ESPECIAL CAACUPÉ. La tradicional peregrinación al santuario de la Virgen en este cuento de Josefina Plá, publicado originalmente en la revista “Alcor”, dirigida por Rubén Bareiro Saguier.

"Alcor", 1963. Fragmento de ilustración original

"Alcor", 1963. Fragmento de ilustración original

De lejos, cuando coronaba la arribada, junto a la cruz, le llegó el llanto de Aparicio. Era el único varoncito, y llorón, porque era el más pequeño y mimado. Siempre lloraba cuando se levantaba de la siesta. Manuela quiso avivar el paso sobre la gruesa arena sequiza, que le punzaba las plantas de los pies, reblandecidos por la humedad. Había estado toda la siesta lavando en el arroyo; estaba aspeada; pero en el rancho la esperaban tres criaturas, y aún quedaba mucho que hacer antes de la noche. Si al menos no hubiese estado gruesa… Sintió amarga la saliva. Está visto que las pobres no pueden descuidarse; enseguida se les nota. Ya cuando nació Aparicio habíase prometido que nunca más le sucedería: se dedicaría a sus chicos y nada más. Total, ningún hombre le había sido de provecho; todo lo que le habían sabido traer era una barriga grande.

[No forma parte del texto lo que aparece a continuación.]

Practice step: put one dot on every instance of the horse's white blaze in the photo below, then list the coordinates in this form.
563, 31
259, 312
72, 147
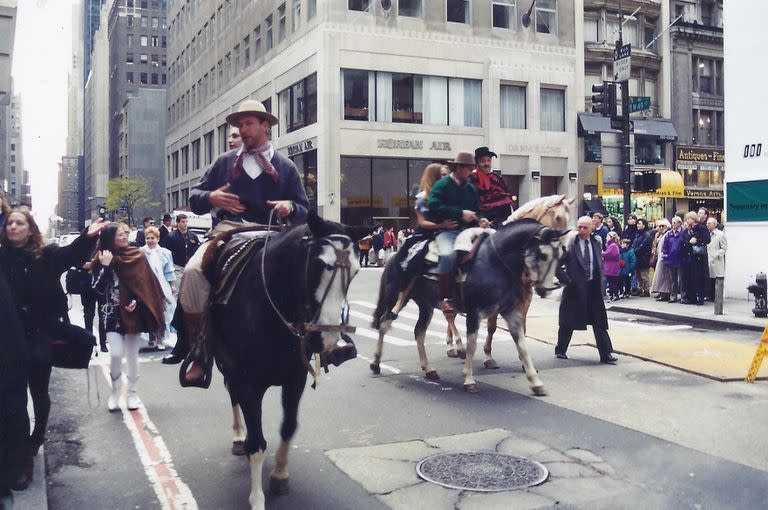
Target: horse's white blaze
238, 427
256, 498
330, 312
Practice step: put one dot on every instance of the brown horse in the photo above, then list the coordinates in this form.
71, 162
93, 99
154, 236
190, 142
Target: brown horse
553, 211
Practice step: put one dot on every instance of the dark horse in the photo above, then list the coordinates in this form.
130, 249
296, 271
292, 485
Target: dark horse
274, 320
495, 284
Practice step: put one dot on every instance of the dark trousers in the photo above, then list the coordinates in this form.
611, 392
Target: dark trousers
39, 376
91, 303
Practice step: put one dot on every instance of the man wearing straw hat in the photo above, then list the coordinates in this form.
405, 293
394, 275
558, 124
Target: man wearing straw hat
453, 198
242, 186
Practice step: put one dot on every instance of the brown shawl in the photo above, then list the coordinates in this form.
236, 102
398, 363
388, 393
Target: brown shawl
137, 281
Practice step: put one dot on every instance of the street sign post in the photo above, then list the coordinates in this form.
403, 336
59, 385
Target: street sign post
639, 103
621, 62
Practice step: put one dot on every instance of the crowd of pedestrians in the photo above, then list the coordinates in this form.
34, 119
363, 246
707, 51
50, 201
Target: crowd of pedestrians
686, 255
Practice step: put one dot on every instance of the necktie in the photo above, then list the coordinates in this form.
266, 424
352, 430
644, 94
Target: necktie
265, 165
587, 260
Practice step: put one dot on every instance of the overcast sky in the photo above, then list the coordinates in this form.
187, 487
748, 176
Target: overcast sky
41, 62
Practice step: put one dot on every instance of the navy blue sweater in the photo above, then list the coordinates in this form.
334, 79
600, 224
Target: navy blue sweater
253, 193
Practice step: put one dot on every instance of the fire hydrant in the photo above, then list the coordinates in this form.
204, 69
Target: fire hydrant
760, 291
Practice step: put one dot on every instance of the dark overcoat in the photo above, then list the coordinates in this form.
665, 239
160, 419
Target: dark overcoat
582, 303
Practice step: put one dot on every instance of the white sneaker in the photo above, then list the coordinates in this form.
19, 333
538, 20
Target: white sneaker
133, 401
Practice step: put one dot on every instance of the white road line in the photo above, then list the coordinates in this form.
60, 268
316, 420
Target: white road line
383, 366
172, 492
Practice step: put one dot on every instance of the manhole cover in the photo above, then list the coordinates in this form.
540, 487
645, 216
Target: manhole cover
481, 471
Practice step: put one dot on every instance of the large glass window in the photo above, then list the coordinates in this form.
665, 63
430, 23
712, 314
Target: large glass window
298, 104
457, 11
505, 14
358, 5
358, 88
512, 102
410, 8
546, 16
552, 110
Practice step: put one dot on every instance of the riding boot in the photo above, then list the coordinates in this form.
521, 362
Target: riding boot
444, 284
193, 322
132, 399
113, 403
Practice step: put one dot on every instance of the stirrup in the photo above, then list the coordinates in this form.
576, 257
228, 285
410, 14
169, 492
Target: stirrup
204, 382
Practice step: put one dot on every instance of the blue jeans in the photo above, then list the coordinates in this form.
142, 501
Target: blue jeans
445, 241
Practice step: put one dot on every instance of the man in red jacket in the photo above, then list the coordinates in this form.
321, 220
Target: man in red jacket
495, 200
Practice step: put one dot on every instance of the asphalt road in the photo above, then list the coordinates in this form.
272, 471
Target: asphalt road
674, 440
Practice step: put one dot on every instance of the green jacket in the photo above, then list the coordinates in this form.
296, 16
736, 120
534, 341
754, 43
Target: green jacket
447, 200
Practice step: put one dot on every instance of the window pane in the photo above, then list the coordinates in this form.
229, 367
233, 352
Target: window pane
409, 8
552, 110
457, 11
356, 97
513, 107
504, 14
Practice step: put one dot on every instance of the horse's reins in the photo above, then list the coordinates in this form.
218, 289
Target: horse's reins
301, 331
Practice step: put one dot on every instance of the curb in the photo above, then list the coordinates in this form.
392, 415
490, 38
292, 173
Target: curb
691, 319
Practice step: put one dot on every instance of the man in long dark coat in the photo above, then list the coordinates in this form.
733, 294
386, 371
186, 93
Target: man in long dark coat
582, 301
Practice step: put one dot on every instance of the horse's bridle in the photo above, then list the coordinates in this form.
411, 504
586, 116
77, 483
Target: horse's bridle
554, 260
301, 330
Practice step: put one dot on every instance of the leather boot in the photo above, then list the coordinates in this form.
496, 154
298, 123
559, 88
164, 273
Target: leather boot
193, 322
113, 403
444, 284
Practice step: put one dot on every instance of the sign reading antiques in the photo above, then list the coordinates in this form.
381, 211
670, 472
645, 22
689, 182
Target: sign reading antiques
304, 146
391, 143
699, 154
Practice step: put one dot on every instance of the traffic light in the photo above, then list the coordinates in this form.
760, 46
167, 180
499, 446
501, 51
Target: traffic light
604, 99
646, 182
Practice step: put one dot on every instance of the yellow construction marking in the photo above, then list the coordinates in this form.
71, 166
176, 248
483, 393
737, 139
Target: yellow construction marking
762, 352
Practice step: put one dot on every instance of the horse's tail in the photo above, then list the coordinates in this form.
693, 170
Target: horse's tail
383, 302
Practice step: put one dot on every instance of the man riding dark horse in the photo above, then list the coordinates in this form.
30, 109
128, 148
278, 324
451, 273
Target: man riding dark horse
243, 186
453, 198
495, 199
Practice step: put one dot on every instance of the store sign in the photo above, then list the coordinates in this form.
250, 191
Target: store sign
747, 201
699, 154
709, 193
305, 146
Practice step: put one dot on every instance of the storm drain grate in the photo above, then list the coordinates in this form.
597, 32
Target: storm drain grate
481, 471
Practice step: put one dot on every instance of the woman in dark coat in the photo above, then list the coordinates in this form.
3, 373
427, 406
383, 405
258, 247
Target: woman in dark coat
696, 238
14, 423
33, 272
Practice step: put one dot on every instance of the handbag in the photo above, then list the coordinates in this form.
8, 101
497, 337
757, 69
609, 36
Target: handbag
77, 280
71, 346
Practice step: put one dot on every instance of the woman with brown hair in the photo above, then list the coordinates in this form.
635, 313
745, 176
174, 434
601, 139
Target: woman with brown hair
134, 305
33, 272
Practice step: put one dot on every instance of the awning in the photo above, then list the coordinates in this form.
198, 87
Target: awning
591, 124
593, 206
671, 187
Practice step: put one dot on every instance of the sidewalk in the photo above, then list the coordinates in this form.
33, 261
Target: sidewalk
737, 313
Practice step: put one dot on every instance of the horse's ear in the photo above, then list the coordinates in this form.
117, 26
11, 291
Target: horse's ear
357, 232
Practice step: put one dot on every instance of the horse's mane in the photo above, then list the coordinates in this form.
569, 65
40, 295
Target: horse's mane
528, 209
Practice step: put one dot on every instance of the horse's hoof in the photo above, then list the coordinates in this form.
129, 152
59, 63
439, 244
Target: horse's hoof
278, 486
238, 448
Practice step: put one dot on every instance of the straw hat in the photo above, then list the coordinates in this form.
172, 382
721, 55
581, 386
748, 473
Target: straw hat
462, 158
251, 107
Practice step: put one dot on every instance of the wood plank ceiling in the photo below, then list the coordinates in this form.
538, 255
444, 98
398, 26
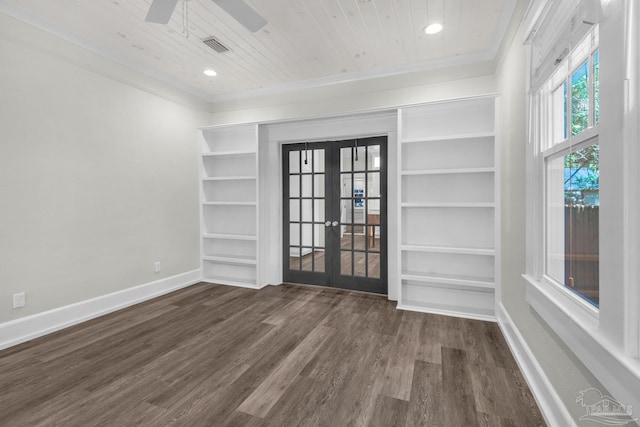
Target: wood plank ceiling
304, 40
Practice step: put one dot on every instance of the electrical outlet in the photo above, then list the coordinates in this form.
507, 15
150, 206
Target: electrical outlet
19, 300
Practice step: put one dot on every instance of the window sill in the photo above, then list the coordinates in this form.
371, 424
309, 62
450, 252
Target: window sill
617, 371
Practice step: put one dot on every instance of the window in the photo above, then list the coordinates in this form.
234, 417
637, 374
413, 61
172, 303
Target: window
570, 157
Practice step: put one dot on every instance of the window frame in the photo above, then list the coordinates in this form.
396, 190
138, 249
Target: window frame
546, 147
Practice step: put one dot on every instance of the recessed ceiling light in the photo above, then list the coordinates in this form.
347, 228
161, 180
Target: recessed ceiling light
433, 28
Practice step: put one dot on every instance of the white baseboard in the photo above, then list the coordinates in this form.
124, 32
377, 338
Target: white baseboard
27, 328
445, 312
550, 404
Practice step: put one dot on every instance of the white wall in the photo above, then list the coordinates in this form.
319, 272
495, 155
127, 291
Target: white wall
566, 375
359, 96
98, 174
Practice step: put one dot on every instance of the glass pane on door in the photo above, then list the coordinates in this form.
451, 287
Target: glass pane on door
360, 195
306, 178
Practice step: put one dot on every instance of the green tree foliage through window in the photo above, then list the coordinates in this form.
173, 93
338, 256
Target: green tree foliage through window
580, 99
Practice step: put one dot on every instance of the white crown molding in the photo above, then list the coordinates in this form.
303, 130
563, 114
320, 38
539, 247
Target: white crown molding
49, 27
424, 66
27, 328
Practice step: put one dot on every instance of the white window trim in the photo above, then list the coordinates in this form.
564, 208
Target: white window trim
632, 177
618, 369
576, 308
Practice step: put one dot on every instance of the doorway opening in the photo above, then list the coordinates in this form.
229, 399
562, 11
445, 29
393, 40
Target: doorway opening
335, 213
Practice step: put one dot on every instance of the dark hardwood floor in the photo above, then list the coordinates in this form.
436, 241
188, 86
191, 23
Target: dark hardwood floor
281, 356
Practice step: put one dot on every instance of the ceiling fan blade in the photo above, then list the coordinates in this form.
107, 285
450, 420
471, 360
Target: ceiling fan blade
243, 13
160, 11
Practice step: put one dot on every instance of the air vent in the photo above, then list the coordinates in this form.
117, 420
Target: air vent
215, 44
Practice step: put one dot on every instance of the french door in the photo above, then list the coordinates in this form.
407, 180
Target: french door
335, 214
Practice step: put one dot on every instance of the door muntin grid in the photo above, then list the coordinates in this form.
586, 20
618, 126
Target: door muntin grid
332, 235
307, 210
360, 198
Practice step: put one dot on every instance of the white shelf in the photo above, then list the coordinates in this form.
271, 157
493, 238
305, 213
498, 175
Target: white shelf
228, 153
229, 203
229, 178
448, 250
447, 137
230, 236
231, 260
448, 205
447, 171
459, 281
229, 200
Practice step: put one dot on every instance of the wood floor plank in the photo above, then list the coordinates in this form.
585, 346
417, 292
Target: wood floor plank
399, 373
389, 412
273, 387
426, 394
279, 356
458, 403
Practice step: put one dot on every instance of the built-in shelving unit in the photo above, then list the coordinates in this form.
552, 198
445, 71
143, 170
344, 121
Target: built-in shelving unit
229, 203
447, 211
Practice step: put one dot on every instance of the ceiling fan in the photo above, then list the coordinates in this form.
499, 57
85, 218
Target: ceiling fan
161, 10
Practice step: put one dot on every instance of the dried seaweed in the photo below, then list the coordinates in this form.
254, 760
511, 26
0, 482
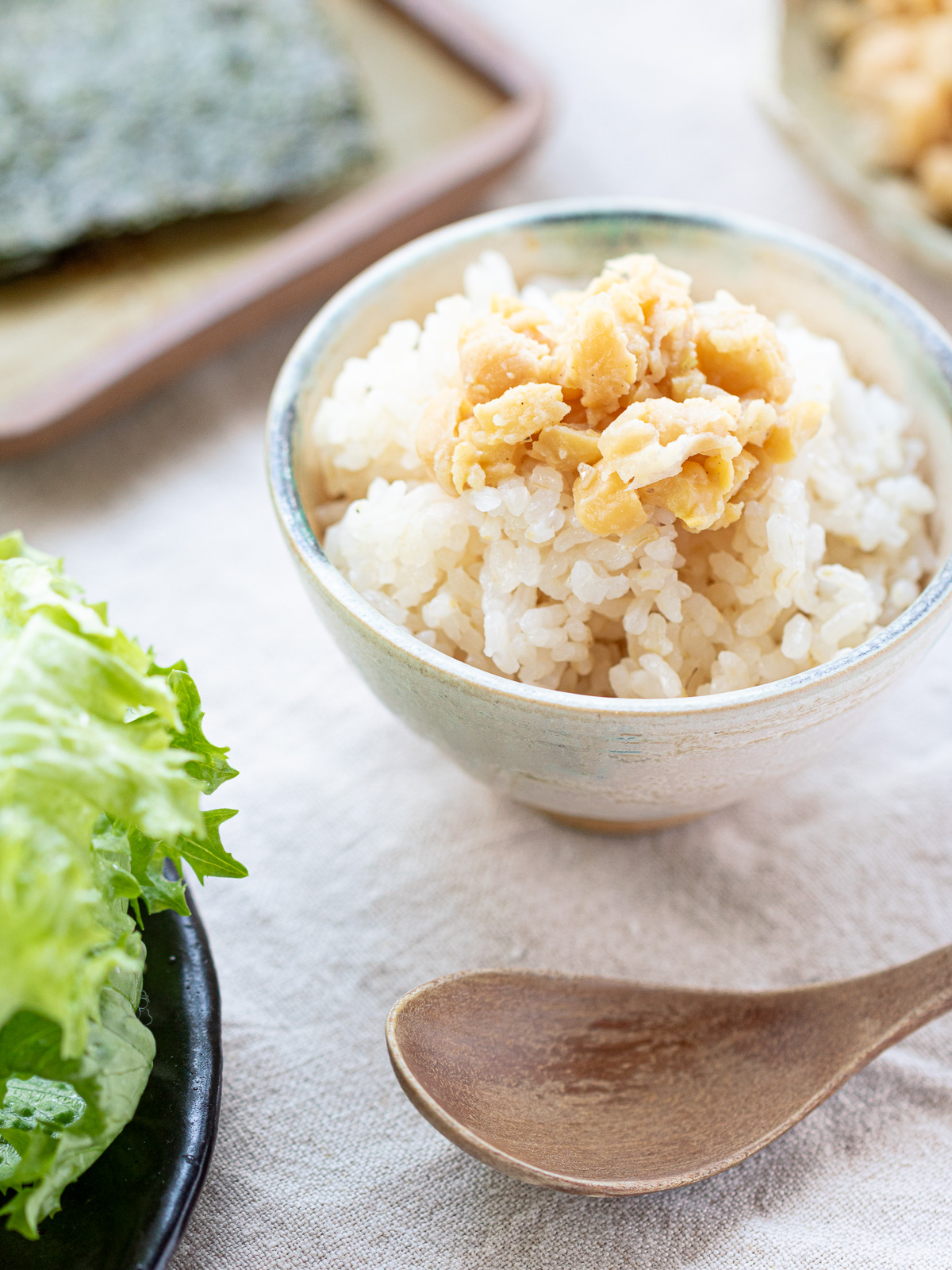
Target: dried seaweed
121, 114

—Los hombres para eso solamente sirven —decía muy gravemente Ña Estanislada, la carnicera, que algo sabía de ello; como que se había casado dos veces y tenía quince hijos, de ellos tres de un tercer marido no legalizado.

—Sí, para eso solamente, pero tarde nomás nos damos cuenta —suspiraba Manuela.

Dios y la Virgen de Caacupé sabían que ella habría querido ser casada, tener un marido de verdad, una casa donde los chicos dijesen a un hombre “papá”; pero las cosas no suceden siempre como uno quiere.

—Si una no quiere, no suceden —decía, muy convencida, su hermana Ercilia.

Pero hablar es fácil. Está la suerte. Unas mujeres tienen suerte y otras no. Por ejemplo: ¿por qué no tendría ella que haberse casado?… Si era porque “se dejó llevar”, otras se casan con quienes las llevan, como a ella la llevaron, jovencita, casi una niña. O por lo menos viven con ellas mucho tiempo, reconocen a los hijos, y a lo mejor también se casan más tarde, cuando viene al pueblo alguna misión, o simplemente porque así se arreglan las cosas. Su amiga Ascensión, a quién un arribeño “había llevado” casi al mismo tiempo que a ella Norberto, estaba ya casada, gorda, dueña de un bolicho a la orilla del camino de Barreto. Pero a ella Norberto habíala abandonado cuando aún no había dado a luz a las gemelas. Después de este desengaño había tardado mucho en escuchar de nuevo las macanas de un hombre. Pero una es mujer, ¿no?…, y vivir sola es triste, sobre todo en primavera, cuando el aire al atardecer es tibio y la tierra huele bien, y las estrellas espesas como agosto poty. Llega el momento y se hace lo que antes ni se pensaba hacer…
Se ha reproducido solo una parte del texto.